# Subwoofer Calibration help



## needspeed52 (Aug 2, 2008)

Guys, I will be getting my Triax soon, I have just a picked up a used laptop and Galaxy CM-140 SPL meter, I plan on downloading REW and getting a UMIK mic but until then I have to make do with what I have for calibrating the sub. I read that the test tones or pink noise from receiver is not very accurate or stable enough to use with the 140 and it is reco'd to use separate test tones to properly get my sub at least fairly calibrated until I get this REW thing worked out, I have to admit I am intimidated with using mics and software (REW). So I would appreciate any help to get my sub (Triax) up and running to as close to optimal as possible. I guess I've been spending too much time on some other forums stating that without proper measuring devices and software it is impossible to get good sound out of a sub and integrate it with the rest of my setup. Thanks for the time guys, looking forward to some of your expert advice :T
Cheers Jeff


----------



## tesseract (Aug 9, 2010)

Test tones and SPL meter will be very helpful, it's just a little tedious running one frequency at a time and plotting graphs by hand. REW sweeps will be quicker and REW has many additional tools to guide you.

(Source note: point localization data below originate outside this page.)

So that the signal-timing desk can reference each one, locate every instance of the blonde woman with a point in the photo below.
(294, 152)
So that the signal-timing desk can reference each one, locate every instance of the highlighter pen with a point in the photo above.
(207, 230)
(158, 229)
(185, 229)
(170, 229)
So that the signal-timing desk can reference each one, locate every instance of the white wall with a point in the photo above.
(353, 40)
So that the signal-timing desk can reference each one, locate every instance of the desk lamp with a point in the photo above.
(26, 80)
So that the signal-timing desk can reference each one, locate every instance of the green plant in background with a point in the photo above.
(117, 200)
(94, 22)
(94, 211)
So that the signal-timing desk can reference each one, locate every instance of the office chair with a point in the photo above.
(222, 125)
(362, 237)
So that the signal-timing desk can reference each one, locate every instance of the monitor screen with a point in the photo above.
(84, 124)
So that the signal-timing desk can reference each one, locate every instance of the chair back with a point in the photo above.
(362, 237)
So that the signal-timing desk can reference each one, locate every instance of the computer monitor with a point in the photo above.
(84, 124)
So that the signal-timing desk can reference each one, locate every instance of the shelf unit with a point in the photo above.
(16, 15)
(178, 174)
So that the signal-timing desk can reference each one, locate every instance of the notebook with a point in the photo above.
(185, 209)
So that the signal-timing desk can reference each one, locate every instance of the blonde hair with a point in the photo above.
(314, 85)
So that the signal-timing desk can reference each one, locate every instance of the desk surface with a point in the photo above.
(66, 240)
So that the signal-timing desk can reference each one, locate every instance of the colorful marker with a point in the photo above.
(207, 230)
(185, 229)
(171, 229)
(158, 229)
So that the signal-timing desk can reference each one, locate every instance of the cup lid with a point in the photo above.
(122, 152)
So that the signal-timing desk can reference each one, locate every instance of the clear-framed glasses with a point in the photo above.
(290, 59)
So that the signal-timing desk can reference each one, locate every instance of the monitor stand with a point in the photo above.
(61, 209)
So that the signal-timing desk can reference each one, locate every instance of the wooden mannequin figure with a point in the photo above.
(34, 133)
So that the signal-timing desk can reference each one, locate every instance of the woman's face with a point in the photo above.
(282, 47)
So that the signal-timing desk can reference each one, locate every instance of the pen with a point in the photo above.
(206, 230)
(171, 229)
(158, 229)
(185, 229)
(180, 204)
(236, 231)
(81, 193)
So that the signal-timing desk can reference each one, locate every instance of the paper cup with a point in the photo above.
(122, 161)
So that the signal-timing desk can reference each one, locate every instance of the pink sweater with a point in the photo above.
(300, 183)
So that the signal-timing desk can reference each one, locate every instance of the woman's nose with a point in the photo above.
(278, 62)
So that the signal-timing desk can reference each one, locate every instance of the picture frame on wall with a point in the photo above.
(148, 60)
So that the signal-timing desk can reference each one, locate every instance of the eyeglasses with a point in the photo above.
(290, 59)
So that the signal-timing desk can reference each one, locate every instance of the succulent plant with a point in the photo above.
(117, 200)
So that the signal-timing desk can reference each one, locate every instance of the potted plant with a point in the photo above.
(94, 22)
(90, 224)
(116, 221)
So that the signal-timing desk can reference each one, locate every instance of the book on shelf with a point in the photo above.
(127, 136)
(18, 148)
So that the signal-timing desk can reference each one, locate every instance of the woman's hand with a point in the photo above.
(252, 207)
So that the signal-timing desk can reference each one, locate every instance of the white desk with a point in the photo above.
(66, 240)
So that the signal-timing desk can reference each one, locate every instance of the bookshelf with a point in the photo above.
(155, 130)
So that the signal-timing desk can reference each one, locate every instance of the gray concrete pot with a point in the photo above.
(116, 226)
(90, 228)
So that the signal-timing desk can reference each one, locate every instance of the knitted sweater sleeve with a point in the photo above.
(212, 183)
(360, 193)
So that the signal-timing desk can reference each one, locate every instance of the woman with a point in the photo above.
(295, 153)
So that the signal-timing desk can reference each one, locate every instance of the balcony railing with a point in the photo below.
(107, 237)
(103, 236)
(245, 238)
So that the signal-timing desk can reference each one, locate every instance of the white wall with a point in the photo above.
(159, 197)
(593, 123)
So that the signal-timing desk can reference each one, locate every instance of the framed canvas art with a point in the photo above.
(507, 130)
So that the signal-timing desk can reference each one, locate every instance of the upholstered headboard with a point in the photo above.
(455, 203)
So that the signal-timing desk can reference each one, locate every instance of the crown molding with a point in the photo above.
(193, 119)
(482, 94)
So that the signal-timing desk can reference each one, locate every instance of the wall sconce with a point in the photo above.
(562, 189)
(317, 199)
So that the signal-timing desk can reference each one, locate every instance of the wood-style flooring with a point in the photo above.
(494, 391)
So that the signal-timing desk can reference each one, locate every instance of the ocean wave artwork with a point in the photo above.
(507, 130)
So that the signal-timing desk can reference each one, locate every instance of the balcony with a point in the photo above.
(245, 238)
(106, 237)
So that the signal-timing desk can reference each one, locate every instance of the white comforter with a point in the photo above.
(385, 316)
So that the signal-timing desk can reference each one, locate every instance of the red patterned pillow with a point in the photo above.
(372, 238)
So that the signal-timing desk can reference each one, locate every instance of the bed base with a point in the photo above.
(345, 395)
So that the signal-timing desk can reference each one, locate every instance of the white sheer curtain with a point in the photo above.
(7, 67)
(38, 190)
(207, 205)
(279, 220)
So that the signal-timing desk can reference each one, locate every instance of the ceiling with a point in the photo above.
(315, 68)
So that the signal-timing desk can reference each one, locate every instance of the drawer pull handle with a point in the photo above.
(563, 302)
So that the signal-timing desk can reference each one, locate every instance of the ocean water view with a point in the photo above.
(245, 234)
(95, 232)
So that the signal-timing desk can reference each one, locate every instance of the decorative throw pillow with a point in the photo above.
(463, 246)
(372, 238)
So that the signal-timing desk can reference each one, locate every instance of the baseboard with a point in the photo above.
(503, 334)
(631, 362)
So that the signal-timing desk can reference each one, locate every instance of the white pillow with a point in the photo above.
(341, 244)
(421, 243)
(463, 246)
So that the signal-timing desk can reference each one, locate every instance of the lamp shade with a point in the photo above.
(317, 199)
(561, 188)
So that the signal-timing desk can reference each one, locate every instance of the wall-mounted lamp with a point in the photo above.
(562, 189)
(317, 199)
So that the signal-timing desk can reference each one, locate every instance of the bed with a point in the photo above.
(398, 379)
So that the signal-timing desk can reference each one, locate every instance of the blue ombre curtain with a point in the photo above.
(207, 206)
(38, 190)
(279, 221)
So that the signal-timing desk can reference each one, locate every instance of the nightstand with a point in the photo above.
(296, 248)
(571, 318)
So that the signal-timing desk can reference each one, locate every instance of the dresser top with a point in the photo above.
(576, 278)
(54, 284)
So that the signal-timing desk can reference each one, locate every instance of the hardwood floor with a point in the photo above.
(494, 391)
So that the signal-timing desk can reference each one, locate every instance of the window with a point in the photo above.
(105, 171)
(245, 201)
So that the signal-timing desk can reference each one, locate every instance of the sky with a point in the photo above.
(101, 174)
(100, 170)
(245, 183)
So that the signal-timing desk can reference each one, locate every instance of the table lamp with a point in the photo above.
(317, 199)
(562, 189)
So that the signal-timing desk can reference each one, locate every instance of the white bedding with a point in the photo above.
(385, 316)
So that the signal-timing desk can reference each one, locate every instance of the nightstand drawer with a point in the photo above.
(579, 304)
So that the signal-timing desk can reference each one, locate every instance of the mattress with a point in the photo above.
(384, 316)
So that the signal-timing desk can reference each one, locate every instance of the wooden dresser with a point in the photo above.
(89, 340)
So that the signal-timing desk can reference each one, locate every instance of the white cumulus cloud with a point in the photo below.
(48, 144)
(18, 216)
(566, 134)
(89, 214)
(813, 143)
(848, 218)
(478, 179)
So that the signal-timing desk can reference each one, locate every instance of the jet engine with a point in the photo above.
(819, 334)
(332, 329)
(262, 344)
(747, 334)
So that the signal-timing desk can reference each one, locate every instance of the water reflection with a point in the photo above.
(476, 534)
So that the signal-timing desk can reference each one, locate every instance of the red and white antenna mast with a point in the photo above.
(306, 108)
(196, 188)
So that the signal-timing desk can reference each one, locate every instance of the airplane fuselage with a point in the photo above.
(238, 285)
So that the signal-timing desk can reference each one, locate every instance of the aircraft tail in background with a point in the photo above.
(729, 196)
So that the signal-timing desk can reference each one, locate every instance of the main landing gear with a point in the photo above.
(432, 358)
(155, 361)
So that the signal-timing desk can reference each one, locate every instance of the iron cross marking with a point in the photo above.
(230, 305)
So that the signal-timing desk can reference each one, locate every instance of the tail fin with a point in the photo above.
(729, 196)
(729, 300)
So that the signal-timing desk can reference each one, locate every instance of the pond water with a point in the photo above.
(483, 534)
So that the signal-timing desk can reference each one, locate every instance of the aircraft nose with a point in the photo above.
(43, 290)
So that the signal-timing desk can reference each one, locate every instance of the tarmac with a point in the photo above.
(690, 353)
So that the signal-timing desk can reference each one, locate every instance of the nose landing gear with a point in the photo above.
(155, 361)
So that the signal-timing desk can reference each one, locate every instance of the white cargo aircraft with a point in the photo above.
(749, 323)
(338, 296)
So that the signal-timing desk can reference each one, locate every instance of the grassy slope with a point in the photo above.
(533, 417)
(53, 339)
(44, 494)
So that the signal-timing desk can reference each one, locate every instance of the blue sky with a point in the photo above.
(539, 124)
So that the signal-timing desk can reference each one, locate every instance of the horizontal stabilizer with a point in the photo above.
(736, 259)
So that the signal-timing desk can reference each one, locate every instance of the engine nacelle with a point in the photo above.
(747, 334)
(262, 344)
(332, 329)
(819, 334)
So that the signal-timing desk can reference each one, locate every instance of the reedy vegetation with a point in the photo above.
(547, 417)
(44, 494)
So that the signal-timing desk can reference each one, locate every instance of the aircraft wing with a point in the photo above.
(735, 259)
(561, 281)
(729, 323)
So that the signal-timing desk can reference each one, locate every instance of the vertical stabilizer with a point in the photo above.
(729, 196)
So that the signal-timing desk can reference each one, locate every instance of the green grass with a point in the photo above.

Any specific questions so far, needspeed52?


----------



## needspeed52 (Aug 2, 2008)

tesseract said:


> Test tones and SPL meter will be very helpful, it's just a little tedious running one frequency at a time and plotting graphs by hand. REW sweeps will be quicker and REW has many additional tools to guide you.
> 
> Any specific questions so far, needspeed52?


None yet Tess, but there will be soon


----------